Straining your nut milk helps to remove the skins and fiber so you get a thin milky liquid rather than a shake.
You can strain your blended ingredients through any kind of fine mesh strainer, but a nut milk bag is a lot easier. Nut milk bags are made out of a mesh fiber and allow you to get the most milk out of the nut pulp because you can squeeze it, kinda like milking a cow :).
This is our creamy deluxe nut milk version using two of our favorite fatty nut varieties that, not only provide an extra thick quality, but add a great natural sweetness we think you will enjoy.
Macadamia is high in monounsaturated fatty acids and one of the only foods containing palmitoleic acid, which is known to speed up fat metabolism.
Hemp seeds are one of our top 10 superfoods containing all 20 amino acids, plus the good fats and omega fatty acids: Omega-3, Omega-6 and the uncommon gamma linolenic acid.
To make this nut milk even more nutritious you can add 1T of hemp seed oil to increase the omega fatty acid content.
Most of these nut milk recipes are fine just as they are. Because we use fattier nuts and seeds, you usually get a very desirable milk-like consistency. We prefer our milk on the plain side and typically use or drink nut milk with other foods that already have a lot going on flavor wise.
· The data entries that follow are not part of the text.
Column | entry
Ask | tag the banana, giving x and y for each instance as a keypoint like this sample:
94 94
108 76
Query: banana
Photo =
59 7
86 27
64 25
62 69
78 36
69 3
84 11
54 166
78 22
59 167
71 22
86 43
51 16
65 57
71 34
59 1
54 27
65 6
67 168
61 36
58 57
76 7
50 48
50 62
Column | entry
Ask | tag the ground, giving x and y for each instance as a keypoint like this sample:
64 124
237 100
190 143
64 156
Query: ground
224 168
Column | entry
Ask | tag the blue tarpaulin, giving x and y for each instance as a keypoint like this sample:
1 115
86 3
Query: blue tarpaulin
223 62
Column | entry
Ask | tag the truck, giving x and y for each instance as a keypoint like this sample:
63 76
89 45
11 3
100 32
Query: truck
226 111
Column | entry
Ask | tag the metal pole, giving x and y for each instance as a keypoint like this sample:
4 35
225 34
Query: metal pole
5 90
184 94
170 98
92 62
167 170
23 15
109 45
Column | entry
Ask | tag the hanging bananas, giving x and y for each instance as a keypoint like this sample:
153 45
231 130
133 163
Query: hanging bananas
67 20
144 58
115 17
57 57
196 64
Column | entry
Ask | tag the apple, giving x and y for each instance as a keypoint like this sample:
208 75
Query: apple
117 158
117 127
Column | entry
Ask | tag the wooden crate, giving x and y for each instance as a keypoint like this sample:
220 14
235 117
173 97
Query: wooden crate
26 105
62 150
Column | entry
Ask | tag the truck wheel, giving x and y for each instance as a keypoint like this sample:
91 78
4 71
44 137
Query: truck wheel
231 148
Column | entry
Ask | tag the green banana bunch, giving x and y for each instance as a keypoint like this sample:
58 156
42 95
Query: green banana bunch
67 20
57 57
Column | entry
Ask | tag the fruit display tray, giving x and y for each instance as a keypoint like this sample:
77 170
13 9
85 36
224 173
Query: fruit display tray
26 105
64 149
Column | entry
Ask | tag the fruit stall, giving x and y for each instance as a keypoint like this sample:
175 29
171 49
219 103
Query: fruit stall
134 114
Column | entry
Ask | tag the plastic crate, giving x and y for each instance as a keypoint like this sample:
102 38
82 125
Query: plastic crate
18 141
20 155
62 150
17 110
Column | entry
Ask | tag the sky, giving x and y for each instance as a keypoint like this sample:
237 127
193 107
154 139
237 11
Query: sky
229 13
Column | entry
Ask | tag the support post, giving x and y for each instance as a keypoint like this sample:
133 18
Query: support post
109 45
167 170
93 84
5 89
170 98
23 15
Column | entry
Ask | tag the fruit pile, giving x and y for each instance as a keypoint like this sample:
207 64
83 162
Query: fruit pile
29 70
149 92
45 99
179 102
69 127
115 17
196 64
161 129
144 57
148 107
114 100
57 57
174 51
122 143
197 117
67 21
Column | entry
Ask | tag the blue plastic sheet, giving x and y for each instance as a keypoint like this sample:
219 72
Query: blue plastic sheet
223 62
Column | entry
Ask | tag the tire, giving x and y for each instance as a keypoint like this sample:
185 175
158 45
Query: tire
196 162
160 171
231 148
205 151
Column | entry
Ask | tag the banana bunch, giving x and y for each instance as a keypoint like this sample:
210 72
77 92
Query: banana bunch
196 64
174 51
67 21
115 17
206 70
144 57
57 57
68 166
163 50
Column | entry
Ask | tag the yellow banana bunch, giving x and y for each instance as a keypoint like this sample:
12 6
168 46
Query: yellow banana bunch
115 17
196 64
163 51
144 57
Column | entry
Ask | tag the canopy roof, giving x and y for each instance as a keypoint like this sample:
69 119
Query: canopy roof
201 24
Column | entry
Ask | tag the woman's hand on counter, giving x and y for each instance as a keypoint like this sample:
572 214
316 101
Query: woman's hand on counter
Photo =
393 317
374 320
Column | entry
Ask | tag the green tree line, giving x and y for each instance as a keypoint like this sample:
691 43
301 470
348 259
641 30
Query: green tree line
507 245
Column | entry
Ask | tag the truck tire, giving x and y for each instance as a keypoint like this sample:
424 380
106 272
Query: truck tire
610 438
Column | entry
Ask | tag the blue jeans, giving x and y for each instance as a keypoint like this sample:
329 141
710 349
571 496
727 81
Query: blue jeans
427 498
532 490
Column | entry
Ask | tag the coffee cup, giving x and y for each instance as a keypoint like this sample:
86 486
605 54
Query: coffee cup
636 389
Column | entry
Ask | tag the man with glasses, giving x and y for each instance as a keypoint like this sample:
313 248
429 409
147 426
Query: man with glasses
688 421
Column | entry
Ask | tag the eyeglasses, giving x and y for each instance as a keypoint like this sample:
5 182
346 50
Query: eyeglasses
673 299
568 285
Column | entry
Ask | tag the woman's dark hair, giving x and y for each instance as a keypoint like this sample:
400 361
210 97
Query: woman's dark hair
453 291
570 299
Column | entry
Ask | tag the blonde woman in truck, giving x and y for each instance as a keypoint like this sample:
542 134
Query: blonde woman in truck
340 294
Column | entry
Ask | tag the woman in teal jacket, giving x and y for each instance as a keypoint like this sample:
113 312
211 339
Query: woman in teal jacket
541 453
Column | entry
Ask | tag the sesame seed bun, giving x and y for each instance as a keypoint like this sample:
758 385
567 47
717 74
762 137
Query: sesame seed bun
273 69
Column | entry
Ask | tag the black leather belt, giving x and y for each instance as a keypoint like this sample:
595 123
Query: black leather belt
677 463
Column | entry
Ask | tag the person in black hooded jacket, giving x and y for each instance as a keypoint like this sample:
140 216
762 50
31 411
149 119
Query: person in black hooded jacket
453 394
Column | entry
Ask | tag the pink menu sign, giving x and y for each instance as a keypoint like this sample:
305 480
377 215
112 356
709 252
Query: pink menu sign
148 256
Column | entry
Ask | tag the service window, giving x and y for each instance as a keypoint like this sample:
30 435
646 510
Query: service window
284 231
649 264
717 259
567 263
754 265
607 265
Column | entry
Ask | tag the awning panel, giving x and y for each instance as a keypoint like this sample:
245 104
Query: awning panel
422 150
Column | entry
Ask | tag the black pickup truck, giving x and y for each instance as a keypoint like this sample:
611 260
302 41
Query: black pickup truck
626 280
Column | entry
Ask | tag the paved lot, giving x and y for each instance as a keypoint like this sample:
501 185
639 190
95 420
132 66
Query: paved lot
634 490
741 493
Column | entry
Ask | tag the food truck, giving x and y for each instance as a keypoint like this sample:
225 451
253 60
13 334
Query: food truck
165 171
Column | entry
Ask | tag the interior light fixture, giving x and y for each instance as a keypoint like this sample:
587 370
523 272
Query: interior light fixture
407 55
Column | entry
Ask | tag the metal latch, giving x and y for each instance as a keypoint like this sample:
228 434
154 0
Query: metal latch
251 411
There are additional ingredients you can add, however, to make your nut milks extra flavorful and creamy sweet.
Coconut oil, irish moss (a type of seaweed) or chia seeds can be used to make your milk extra rich and thick. (See our recipe on how to make irish moss gel in the links at the bottom of this page.)
Sometimes it is also nice to add some natural sweeteners, like yacon syrup, coconut sugar and flavored or powdered stevia. Some sweeteners may turn your white milk to an off-white color. If this is a concern, you can always use clear agave, xylitol or a clear stevia solution.
Any nut milk can be spiced up and flavored with vanilla, cinnamon, nutmeg, ginger or other herbs and spices.
If you really want to get fancy, you can use herbal tonic teas as your liquid base and then add various superfoods like chaga, shilajit, ashwagandha, maca or mucuna. This increases the nutrient density of your milk, but can also change the flavor quite a bit.
We like to use our nut milks to make shakes for our first meal of the day after a great workout when the body is open and ready for a raw protein-rich drink.
A glass of cold nut milk is always nice with raw cookies fresh from the dehydrator and is great poured over a raw granola recipe.
These nut milk recipes can be used in the same way you would use other forms of milk. We use them to make ashwagandha milk and to thicken some of our raw vegan desserts.
The nut pulp fiber left over from your nut milks can be used to make other vegan recipes and desserts. This includes raw hummus, dips, cracker recipes and pates.
One of our personal favorite ways to use nut pulp is in dehydrated no-bake cookies or in our granola recipe mentioned above.
It is important to purchase high quality organic nuts and seeds that
have not been pasteurized, irradiated or are concentrated with pesticide
Recent U.S. regulations require some commercial nut and seed varieties (mostly almonds) to undergo steam pasteurization for "health and safety" reasons.
There are some loop holes within these laws, however, and raw nuts and seeds are still available on a large scale by organic high quality growers. These types of nuts can actually be sprouted and contain living enzymes and greater nutrient value.